Pada saat yang sama, deepfake menjadi keprihatinan utama dengan adanya pemilihan umum di banyak negara, termasuk Amerika Serikat. Bulan lalu, panggilan robocall yang dihasilkan oleh AI yang menampilkan deepfake Joe Biden palsu digunakan untuk menyebarkan disinformasi pemilihan. Taylor Swift juga baru-baru ini menjadi target deepfake porn yang dihasilkan menggunakan alat gambar AI yang tersedia luas.
“Gambar deepfake tentu merupakan sesuatu yang kami temukan mengkhawatirkan dan menggelisahkan,” kata Ben Buchanan, Penasihat Khusus AI Gedung Putih, dalam wawancara baru-baru ini dengan WIRED. Deepfake Swift “adalah titik data kunci dalam tren yang secara proporsional mempengaruhi perempuan dan gadis, yang secara berlebihan menjadi sasaran pelecehan dan penyalahgunaan online,” katanya.
Sebuah Institut Keselamatan AI AS yang baru, yang dibentuk berdasarkan perintah eksekutif Gedung Putih yang dikeluarkan pada Oktober tahun lalu, saat ini sedang mengembangkan standar untuk memberi tanda air pada media yang dihasilkan oleh AI. Meta, Google, Microsoft, dan perusahaan teknologi lainnya juga sedang mengembangkan teknologi yang dirancang untuk mendeteksi pemalsuan AI dalam apa yang menjadi perlombaan senjata AI yang berisiko tinggi.
Namun, beberapa penggunaan politik deepfakery menyoroti potensi ganda teknologi ini.
Imran Khan, mantan perdana menteri Pakistan, memberikan pidato yang menggugah semangat kepada pengikut partainya pada hari Sabtu lalu meskipun dia terjebak di balik jeruji besi. Bintang kriket terkenal ini, yang dipenjara dalam apa yang partainya gambarkan sebagai kudeta militer, memberikan pidatonya menggunakan perangkat lunak deepfake yang menciptakan salinan yang meyakinkan dari dirinya duduk di belakang meja dan mengucapkan kata-kata yang sebenarnya tidak pernah diucapkannya.
Seiring dengan peningkatan manipulasi video yang didukung AI dan semakin mudah digunakan, minat bisnis dan konsumen terhadap penggunaan yang sah dari teknologi ini kemungkinan akan meningkat.
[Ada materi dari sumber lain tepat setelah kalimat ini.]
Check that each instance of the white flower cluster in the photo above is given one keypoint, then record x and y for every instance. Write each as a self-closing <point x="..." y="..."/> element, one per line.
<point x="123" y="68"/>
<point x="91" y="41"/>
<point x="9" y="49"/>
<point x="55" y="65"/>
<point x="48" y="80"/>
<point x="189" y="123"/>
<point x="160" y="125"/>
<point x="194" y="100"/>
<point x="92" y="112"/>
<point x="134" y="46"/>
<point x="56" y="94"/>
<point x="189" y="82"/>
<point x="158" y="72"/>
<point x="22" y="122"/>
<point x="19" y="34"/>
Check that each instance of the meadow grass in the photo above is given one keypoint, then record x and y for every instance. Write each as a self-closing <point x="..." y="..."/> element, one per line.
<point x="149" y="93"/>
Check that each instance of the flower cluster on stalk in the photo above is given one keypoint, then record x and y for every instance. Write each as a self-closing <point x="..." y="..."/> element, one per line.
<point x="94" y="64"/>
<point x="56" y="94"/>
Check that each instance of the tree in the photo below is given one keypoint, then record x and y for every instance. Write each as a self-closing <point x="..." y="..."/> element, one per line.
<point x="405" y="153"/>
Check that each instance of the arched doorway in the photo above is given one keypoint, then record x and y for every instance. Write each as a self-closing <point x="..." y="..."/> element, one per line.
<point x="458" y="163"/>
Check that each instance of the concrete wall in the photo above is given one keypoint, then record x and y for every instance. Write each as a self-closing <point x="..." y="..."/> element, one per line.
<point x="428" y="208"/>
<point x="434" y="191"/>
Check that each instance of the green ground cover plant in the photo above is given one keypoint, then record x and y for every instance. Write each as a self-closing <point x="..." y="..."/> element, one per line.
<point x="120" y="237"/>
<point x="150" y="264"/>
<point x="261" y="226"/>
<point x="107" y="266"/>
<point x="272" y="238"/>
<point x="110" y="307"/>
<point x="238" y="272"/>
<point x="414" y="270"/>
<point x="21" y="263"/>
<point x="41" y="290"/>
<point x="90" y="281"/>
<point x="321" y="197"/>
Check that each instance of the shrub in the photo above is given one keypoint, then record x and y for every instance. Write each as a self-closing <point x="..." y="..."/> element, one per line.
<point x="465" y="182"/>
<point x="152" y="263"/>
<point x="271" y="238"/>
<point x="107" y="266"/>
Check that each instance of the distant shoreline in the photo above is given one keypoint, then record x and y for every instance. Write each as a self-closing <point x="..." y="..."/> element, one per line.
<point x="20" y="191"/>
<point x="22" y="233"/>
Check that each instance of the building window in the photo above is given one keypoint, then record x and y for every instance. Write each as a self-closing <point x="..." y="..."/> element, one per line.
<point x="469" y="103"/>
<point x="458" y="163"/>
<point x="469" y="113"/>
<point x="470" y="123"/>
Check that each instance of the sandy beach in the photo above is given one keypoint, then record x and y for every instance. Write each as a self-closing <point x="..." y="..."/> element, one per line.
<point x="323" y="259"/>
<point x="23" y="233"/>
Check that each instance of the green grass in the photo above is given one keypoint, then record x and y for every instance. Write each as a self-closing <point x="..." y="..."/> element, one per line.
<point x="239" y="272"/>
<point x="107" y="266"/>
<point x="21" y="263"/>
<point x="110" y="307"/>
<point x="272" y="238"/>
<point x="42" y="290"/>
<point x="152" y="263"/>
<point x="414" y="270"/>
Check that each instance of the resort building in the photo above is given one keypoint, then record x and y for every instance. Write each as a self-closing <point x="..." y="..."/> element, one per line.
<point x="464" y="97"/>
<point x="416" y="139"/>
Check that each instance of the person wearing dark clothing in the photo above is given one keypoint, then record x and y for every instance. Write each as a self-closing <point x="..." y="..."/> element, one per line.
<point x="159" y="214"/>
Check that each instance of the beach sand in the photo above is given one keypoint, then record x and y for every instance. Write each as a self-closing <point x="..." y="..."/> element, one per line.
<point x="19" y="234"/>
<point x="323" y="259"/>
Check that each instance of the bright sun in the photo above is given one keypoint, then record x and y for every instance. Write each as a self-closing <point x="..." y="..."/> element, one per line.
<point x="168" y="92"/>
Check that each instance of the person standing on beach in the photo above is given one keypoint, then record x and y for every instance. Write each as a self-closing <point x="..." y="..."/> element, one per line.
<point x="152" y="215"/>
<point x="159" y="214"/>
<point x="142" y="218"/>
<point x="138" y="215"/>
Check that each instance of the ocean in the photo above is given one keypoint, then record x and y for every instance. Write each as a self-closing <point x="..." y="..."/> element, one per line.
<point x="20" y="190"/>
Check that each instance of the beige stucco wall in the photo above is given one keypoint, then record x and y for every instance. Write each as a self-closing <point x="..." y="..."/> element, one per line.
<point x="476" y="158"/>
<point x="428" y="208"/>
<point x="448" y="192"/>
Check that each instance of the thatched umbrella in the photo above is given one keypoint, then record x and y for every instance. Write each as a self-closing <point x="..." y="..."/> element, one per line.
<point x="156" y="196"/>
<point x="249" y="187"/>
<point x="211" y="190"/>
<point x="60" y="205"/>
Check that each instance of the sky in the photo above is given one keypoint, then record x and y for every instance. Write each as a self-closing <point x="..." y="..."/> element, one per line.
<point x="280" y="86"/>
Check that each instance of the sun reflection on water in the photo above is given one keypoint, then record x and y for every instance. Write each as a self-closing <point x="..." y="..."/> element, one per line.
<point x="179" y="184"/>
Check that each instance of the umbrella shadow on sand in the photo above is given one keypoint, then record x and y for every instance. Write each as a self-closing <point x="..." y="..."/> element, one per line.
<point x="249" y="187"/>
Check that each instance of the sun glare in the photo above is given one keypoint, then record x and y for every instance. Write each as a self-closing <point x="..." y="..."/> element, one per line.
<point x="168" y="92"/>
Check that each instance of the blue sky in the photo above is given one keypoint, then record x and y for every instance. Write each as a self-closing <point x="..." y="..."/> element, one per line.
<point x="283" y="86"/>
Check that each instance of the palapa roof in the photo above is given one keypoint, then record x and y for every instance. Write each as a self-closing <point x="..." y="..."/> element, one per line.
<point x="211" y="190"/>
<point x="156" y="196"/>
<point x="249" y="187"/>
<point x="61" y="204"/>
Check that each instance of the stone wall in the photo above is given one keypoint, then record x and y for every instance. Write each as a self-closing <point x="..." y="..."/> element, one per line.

Raksasa teknologi Tiongkok, Baidu, baru-baru ini mengembangkan cara bagi pengguna aplikasi chatbot-nya untuk membuat deepfake untuk mengirimkan ucapan Tahun Baru Imlek.
Bahkan bagi mereka yang mengadopsi teknologi ini secara awal, potensi penyalahgunaan tidak sepenuhnya diabaikan. “Tidak diragukan lagi bahwa keamanan harus menjadi yang utama,” kata Scaff dari Accenture. “Setelah Anda memiliki kembaran sintetis, Anda dapat membuatnya melakukan dan mengatakan apa saja.”